Scriviamola noi la nostra definizione, a partire dall’educazione
Difficile dire chi abbia avuto ragione. A loro modo tutti questi pensatori hanno immaginato e previsto aspetti che si sono poi concretizzati: la seduzione dei media, la cultura di massa, il Villaggio Globale, l’uomo medio (o forse anche qualcosa di meno), l’anestetica non reazione ai messaggi descritta da Huxley. Basti pensare alla Syria, ai condannati che risiedono beati in Parlamento, ai ragazzi che picchino i professori in classe e mettono i video su YouTube, o senza andare troppo lontani al Casale delle Arti che dovrebbe essere già da almeno due anni una realtà e invece… Sì, me ne rendo conto, abbiamo persino superato molti infausti pronostici.
Si può ravvisare tutto e il contrario di tutto nella nostra società, e devo ammetterlo, un po’ tremo al pensiero di come verremmo definiti in futuro. Ma è davvero possibile definirci?
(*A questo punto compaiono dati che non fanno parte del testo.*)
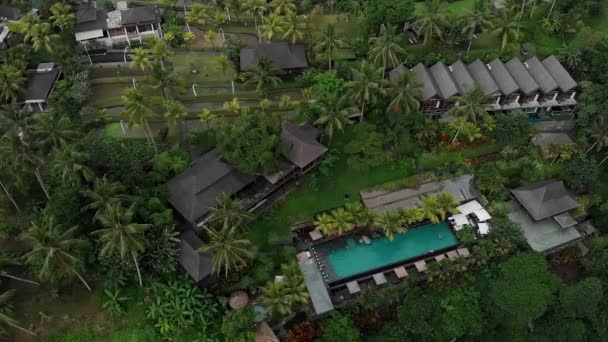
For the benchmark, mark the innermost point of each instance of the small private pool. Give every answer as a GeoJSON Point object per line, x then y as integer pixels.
{"type": "Point", "coordinates": [356, 258]}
Il fatto è che forse è più frammentata che mai questa Società, più di quello che si vorrebbe far credere.
Siamo una composizione di molteplici diversità: agglomerati di comunità di interesse e ahimè di disinteresse, realtà estese, dove il reale e il virtuale si confondono, dove c’è chi vuole provare a fare la sua parte, anche con l’aiuto di qualcuno che magari si trova dall’altra parte di una connessione internet. Chi ancora crede nelle buone idee e cerca di farle circolare, magari con pochi mezzi, di certo con molta dedizione. C’è persino chi ancora non è connesso, perché non ha accesso alle nuove tecnologie, o semplicemente non le sa usare. C’è poi chi non sa scrivere, chi non è in grado di comunicare. E sono tanti!
Non smetterò mai di urlare al mondo quanto è importante sapersi esprimere, che i nostri figli imparino a scrivere (sul serio), a parlare, a comprendere davvero, a pensare. Tutte attività più edificanti che picchiare un insegnante mi pare…
La scuola e le famiglie dovrebbero lavorare per restituire un approccio critico alla vita.
E questo parte dalla lettura, dalla scrittura e dal confronto. Per questo è nato WriterMonkey.it
Difficile oggi guardare al bicchiere mezzo pieno? Eppure è solo guardando al bicchiere mezzo pieno – mi dico – che possiamo migliorare, noi stessi, e un passo alla volta anche il nostro mondo.
Vorrei tanto, per i nostri bambini, che smettessimo di chiederci chi abbia, o abbia avuto, ragione su di noi, e iniziassimo a scrivere una definizione migliore.